London’s remarkable (if partial) COVID-19 resilience in 2020
I had not expected London’s economy to have done nearly as well in 2020 as the most recent output (GDP) figures show (left hand panel of the chart). All the more up-to-date data — for example on furloughs and mobility — have tended to point to a much less robust picture. What could explain this discrepancy?
The answer is the same as it normally is: the aggregate figures hide important detail*. Large parts of the London economy have in fact rebounded remarkably well. This is the case for financial, professional and ICT services (right hand panel of the chart). These sectors have suffered relatively few redundancies and furloughs anywhere, as many of the jobs can be performed well, or even very well, remotely.
What I hadn’t appreciated is quite how significant these sectors are, size-wise, in London (and, indeed, nationally). This is shown by the width of each of the bars in the right hand panel. Even though, for example, transport and storage, hospitality, and arts and entertainment remained depressed by the end of 2020, these sectors account for a relatively small slice of London’s GPD, at 4%, 3% and 2%, respectively (in 2019).

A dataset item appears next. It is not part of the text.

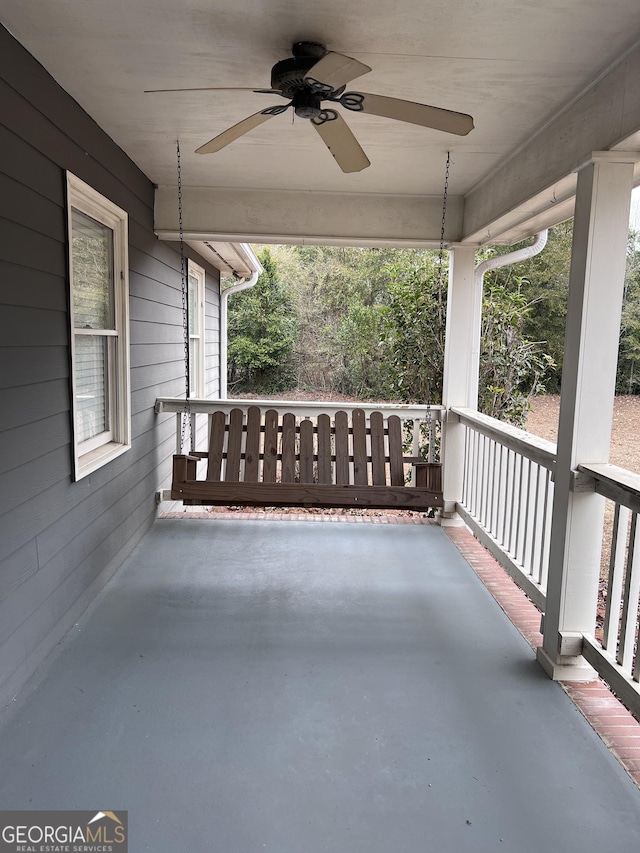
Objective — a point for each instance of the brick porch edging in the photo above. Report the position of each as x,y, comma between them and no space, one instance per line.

In contrast, finance, professional and ICT services made up 14%, 13% and 12% — nearly 40% in total — of London’s output in 2019. These sectors are material not just locally, but in the national context. The output from London’s finance, professional and ICT services sectors in 2019 was 9% of the national total GDP. This was nearly as much as the entire manufacturing sector UK-wide, which accounted for 10% of the country’s output.
The robustness of London’s GDP in 2020 is particularly interesting given that, as far as we can tell, its labour market has been the worst hit in the whole country. In practice, this means that the inequalities between lower-paid occupations — that cannot be performed remotely and are therefore much more vulnerable to social distancing restrictions — and higher-earning jobs have probably increased even further. This is concerning, given that London’s income inequalities pre-COVID were already some of the worst in Britain (see e.g., #14 here).
* The metrics also matter. Gross value added and GDP are measures of economic output, not people’s incomes or employment. While the figures are usually quite correlated, they can also diverge at times, which makes them interesting. As I have pointed out, the patterns that are revealed by different metrics can tell very different stories. One therefore has to be careful and try to choose the right metric for any particular question one is trying to answer.